A landmark renewable energy law is making progress through the bureaucratic process of the Israeli government.
According to media reports, the Israeli Legislature’s Finance Committee recently discussed the details of a renewable energy law. The current form of the law has attracted some criticism, as it does not explicitly mention any targets for renewable energy use.
While the Infrastructure, Energy and Water Resources Ministry seeks to increase the share of renewable energy in the country’s electricity consumption to 10% by 2020 and 17% by 2030, the draft renewable energy law gives power to decide the renewable energy targets to the Cabinet.

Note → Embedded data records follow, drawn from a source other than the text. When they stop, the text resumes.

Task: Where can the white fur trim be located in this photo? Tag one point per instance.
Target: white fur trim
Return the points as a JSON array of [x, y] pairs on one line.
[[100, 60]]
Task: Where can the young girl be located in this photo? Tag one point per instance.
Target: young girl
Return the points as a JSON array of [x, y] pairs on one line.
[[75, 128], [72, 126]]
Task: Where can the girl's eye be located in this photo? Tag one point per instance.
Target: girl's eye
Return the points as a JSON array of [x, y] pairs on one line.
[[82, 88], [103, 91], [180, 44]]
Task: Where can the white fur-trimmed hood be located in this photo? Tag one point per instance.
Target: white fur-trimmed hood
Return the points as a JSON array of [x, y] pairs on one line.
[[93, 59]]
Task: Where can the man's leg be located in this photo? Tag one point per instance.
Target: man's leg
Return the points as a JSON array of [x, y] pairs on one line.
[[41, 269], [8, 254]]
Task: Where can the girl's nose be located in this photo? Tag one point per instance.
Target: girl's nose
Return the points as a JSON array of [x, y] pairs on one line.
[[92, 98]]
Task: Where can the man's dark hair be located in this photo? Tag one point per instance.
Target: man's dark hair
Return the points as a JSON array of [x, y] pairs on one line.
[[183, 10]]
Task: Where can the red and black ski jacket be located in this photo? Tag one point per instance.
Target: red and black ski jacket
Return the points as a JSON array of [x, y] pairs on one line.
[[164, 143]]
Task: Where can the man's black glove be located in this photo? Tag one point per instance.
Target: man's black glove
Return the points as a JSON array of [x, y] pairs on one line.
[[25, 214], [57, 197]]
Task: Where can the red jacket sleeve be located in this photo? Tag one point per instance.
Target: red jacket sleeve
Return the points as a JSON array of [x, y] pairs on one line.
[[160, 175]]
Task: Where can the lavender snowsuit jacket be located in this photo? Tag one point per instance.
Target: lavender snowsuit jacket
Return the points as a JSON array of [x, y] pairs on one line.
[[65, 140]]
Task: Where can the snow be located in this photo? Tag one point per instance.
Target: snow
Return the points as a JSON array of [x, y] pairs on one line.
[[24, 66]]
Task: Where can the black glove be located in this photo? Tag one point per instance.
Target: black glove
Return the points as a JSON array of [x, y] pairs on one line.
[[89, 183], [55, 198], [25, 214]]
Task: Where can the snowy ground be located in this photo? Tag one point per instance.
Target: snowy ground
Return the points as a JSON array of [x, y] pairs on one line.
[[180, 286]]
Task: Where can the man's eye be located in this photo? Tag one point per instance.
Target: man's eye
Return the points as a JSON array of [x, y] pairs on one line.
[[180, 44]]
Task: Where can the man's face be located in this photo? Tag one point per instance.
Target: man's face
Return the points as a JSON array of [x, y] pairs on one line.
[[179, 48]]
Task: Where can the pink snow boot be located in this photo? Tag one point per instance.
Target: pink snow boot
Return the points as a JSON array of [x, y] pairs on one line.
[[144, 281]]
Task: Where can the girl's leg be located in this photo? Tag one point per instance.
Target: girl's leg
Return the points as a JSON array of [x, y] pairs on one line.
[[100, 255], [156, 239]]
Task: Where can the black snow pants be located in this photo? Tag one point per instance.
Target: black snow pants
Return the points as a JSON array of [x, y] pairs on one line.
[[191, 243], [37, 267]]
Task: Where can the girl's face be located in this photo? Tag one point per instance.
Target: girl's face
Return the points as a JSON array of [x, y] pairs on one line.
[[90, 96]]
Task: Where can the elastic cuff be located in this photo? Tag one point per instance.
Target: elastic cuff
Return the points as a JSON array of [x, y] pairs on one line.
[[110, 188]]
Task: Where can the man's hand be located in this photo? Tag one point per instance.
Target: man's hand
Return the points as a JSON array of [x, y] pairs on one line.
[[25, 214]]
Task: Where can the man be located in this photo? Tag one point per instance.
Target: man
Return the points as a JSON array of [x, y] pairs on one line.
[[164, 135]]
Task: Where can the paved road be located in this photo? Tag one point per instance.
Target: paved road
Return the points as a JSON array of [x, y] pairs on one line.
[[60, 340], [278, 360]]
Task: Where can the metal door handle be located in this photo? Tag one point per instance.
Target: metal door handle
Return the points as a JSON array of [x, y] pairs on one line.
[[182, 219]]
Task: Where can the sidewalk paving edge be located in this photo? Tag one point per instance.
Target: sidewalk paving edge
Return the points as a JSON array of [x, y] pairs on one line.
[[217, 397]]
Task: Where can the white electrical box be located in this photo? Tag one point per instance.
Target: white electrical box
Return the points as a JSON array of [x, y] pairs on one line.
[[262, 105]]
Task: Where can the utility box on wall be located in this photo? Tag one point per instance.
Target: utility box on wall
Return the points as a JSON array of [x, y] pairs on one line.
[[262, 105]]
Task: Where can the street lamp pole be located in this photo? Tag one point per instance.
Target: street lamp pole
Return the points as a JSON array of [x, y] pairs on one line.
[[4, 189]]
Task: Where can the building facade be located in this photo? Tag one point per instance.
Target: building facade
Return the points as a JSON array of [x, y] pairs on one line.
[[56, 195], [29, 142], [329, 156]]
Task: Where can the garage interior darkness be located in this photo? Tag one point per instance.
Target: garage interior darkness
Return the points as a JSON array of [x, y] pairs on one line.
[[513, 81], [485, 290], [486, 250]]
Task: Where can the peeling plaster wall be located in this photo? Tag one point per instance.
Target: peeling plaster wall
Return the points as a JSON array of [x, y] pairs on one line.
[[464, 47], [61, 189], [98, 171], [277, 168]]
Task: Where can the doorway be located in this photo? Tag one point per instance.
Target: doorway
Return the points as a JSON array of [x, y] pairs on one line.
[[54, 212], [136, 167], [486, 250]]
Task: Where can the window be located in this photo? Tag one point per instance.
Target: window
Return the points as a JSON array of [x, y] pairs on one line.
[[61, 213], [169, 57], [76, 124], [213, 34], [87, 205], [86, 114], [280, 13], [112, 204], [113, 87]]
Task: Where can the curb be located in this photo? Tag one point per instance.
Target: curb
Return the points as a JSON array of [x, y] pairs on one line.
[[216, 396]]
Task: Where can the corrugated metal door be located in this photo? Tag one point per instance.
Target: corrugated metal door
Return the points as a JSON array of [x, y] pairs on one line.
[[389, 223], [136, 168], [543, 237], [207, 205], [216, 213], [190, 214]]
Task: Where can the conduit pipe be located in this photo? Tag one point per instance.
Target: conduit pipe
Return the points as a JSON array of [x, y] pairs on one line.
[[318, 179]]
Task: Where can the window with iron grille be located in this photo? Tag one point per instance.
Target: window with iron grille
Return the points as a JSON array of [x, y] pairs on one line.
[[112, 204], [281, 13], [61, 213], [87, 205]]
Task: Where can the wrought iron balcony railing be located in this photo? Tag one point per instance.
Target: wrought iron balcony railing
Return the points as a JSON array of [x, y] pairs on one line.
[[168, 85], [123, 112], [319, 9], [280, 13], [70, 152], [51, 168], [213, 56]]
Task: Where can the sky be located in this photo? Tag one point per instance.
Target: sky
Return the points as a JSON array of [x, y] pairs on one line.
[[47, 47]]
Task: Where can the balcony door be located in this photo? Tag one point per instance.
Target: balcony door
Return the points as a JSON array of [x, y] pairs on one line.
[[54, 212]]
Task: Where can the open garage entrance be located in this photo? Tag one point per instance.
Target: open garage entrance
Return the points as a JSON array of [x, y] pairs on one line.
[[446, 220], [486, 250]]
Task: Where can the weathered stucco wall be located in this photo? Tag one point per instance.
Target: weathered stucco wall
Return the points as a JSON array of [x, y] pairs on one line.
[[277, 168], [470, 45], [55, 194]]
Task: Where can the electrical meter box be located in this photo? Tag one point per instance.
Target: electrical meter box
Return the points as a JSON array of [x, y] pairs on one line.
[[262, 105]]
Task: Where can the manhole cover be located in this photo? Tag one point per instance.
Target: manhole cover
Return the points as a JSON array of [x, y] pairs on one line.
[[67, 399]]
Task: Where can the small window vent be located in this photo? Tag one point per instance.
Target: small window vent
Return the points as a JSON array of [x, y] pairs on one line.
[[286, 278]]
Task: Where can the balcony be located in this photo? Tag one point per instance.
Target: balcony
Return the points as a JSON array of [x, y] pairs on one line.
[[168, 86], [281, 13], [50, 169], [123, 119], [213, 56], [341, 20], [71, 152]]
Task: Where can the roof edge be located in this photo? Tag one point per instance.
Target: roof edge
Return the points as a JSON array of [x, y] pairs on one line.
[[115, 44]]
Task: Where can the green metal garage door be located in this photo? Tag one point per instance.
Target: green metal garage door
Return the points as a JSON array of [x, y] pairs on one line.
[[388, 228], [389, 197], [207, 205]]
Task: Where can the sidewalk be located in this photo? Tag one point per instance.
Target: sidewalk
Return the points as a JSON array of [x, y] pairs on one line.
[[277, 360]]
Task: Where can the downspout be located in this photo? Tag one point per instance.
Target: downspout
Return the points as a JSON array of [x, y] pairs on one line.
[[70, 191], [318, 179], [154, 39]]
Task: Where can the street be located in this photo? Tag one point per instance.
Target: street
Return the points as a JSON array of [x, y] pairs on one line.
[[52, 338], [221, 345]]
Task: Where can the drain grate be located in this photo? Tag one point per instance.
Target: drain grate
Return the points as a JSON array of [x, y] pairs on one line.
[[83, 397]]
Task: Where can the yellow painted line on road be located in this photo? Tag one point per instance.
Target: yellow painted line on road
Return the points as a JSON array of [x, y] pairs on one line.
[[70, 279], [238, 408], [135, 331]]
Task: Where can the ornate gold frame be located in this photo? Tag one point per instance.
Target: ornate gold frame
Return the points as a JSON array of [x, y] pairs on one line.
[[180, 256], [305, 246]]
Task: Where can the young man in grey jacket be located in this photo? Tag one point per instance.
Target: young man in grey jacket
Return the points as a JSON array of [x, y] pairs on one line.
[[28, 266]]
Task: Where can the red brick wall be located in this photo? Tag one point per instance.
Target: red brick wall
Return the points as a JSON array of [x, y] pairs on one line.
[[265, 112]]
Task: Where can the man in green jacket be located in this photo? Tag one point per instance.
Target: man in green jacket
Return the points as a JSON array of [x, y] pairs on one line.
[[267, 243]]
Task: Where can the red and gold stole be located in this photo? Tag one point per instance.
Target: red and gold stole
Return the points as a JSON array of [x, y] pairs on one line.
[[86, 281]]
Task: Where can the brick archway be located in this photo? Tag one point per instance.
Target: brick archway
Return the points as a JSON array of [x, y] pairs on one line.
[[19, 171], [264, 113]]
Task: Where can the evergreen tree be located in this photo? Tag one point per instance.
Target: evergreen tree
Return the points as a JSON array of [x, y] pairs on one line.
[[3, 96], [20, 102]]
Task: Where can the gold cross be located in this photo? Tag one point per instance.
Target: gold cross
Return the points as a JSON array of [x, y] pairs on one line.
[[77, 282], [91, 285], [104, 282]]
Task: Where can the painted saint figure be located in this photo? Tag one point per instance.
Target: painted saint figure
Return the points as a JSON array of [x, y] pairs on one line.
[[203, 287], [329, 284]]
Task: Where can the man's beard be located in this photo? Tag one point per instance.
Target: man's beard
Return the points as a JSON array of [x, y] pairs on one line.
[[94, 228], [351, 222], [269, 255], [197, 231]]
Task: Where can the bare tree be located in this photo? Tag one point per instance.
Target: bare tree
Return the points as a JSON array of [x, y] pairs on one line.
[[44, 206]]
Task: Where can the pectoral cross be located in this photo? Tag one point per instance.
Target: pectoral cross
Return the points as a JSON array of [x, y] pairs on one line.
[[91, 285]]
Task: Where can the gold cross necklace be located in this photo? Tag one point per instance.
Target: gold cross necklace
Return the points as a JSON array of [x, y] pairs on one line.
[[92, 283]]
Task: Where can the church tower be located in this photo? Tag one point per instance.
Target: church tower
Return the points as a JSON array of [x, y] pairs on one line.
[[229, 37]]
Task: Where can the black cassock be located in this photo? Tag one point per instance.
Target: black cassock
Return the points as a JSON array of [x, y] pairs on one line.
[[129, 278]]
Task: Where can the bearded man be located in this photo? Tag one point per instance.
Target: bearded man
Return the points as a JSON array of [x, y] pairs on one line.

At present, only 2.6% of the electricity consumed in Israel comes from renewable energy sources. The ministry reported to the Finance Committee that it has set a quote of 3 GW renewable energy capacity to be set up by private sector generators, but only 800 MW capacity is currently operational.
If the draft renewable energy law is amended to include specific, time-bound targets for renewable energy share it will remove any uncertainty and ambiguity for project developers, and attract many international investors to Israel.
The bill is expected to help Israel achieve the emissions reduction target it submitted to the United Nations earlier this year. Israel aims to cut its greenhouse gas emissions by 26% from 2005 levels by 2030.
Over the last few months, the Israeli government has shown intent to promote renewable energy technologies. Following discussions with Greenpeace Israel, the Israeli Ministry of Finance stated that it hopes to enact net-metering regulations and policies to remove hurdles for increasing investment in the solar power sector.
Israel is also working on large-scale solar power projects. It issued licenses to 9 projects with a combined generation capacity of 385 MW. The Public Utility Authority has also issued 50 licenses for smaller projects with a total installed capacity of 116 MW.